TYPEBOUNSとマルチスレッド

SELinux: add boundary support and thread context assignment

先月から議論を続けていたパッチがカーネルにマージされた。
linux-next経由2.6.28行きという形になるだろう。
このパッチの目的は、WebサーバやAPサーバがクライアントのリクエストを処理する際に、リクエストハンドラ(例えばPHPスクリプト)をクライアントに応じた適切な権限で実行する事である。

Apacheに手を入れ、PHPスクリプトを呼び出す前にSELinuxのセキュリティコンテキストを設定すれば良いではないかと思うなかれ。スそう単純でない問題があるのである。
近頃のWeb/APサーバはマルチスレッド化で性能を稼ぐ事が多々あるが、SELinuxはスレッド単位でのドメイン付与を認めていない。1プロセス=1ドメインなのである。

しかし、そんな事を言っていては埒が開かないのでと考えた末に出てきたアイデアが『元々のドメインに比べて、権限が完全に縮退している場合に限り、スレッド単位のドメイン遷移を認める』というものであった。

スレッドはメモリ空間を共有しており、OSが捕捉する事なく他のスレッドが読み出した情報を参照できるが、元のドメインよりも弱い権限で動いている限り、当該メモリ空間に存在してはならない情報がドメインの内部に入ってくる事はない。

上の図は、各ドメインの権限をベン図で示したもの。
httpd_php_tドメインは、完全にhttpd_tドメインに包含されており、この場合 httpd_t → httpd_php_t への遷移は可能。一方、httpd_perl_tドメインはhttpd_tに無い権限を持っているため、ドメイン遷移は認められない。

このドメイン間の強弱関係を規定するのが、新しくポリシー構文に追加した TYPEBOUNDS 文である。

書式:
TYPEBOUNDS <境界ドメイン> <被制約ドメイン> [, <被制約ドメイン> ... ] ;
例:
TYPEBOUNDS httpd_t httpd_php_t ;
この一文を追加する事で、httpd_php_tドメインの権限は、決してhttpd_tドメインを越える事は無くなる。無理やりパーミッションを与えても、実行時にマスクされるので無駄。
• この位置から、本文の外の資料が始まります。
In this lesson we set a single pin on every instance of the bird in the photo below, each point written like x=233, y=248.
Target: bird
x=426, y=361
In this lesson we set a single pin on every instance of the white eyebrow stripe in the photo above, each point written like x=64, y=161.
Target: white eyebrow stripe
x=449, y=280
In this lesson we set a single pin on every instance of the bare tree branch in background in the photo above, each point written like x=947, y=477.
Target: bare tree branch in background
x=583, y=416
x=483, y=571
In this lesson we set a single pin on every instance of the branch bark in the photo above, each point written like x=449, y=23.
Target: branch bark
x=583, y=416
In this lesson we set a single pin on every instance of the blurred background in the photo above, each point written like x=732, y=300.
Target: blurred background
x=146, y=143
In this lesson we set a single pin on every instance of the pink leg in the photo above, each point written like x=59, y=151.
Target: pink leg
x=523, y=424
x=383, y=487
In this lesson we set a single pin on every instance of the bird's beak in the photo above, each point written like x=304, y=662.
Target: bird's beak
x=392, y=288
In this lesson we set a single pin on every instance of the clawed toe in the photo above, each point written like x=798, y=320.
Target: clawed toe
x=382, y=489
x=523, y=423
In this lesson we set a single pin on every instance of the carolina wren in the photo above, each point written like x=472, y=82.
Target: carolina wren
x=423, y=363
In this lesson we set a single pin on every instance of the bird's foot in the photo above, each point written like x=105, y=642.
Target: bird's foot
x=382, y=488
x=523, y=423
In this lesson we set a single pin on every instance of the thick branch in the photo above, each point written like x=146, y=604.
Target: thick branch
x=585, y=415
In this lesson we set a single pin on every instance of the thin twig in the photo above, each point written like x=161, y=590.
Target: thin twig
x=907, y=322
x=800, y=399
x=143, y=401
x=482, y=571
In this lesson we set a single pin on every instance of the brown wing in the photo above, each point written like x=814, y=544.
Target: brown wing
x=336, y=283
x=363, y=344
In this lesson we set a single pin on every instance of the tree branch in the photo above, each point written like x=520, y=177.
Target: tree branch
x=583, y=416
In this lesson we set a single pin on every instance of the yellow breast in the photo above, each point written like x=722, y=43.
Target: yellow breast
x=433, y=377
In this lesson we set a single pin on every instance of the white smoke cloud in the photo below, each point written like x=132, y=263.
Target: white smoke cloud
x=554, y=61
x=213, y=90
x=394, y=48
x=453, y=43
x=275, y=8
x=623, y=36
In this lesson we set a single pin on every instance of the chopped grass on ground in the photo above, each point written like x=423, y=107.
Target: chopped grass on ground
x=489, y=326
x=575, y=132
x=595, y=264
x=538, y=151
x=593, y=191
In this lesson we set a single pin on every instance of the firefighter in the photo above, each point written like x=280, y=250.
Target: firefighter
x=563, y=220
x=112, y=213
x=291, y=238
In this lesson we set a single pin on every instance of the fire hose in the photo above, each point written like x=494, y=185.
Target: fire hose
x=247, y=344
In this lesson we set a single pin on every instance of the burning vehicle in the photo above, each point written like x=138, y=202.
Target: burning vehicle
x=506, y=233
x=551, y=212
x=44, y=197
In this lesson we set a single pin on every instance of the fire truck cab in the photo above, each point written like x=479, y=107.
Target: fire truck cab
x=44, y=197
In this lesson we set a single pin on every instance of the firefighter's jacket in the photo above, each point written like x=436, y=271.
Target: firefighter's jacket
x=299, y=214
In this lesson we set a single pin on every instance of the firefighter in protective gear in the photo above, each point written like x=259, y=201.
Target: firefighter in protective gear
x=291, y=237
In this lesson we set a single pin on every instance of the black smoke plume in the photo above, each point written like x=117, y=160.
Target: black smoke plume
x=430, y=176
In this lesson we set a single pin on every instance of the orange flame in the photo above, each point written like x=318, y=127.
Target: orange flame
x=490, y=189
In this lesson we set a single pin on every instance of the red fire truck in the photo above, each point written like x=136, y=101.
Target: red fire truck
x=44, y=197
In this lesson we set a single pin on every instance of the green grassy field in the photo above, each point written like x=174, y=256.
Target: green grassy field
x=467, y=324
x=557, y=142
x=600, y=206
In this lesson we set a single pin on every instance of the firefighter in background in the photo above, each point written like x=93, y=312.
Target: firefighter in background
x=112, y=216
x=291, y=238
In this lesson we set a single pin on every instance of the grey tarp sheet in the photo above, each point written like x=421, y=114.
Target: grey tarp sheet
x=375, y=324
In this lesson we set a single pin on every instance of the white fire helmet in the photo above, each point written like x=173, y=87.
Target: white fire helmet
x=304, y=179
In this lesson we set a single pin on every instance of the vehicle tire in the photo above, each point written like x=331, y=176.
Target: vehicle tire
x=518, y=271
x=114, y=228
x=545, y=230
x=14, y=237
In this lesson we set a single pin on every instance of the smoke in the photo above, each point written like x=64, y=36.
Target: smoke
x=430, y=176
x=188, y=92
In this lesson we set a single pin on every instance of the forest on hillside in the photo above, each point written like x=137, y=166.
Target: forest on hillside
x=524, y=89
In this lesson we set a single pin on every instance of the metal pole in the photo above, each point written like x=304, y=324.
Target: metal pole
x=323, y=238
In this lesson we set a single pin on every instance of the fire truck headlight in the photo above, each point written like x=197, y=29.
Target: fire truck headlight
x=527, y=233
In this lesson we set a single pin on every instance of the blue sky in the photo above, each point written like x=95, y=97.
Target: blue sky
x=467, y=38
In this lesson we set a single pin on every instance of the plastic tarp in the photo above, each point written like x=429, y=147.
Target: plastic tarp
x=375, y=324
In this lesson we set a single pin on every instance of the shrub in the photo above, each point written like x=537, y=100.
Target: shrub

で、スレッドにドメインを設定する際には、既存のlibselinuxのAPIである setcon() を利用するが、この時、呼出しプロセスがマルチスレッド化されている場合、『新しいドメインが、元のドメインを境界ドメインとして持つ』事がドメイン遷移の条件になる。

これを使う事で、Web/APサーバがユーザのリクエストを処理する際に、ユーザに応じた適切な権限を割り当てる事が可能になる。

大仰に言えば、SELinuxがWeb Application Flawの悪夢に対して処方箋となるための第一歩。技術の普及という点でも、今まで全く関係の無かったWeb2.0の人たちとの接点を作ると言うのは大きい。
SELinuxの普及にはキラーアプリケーションが必要だとかねがね言ってきたが、Webとの連携はブレークスルーとなり得るか。今後の展開を乞うご期待。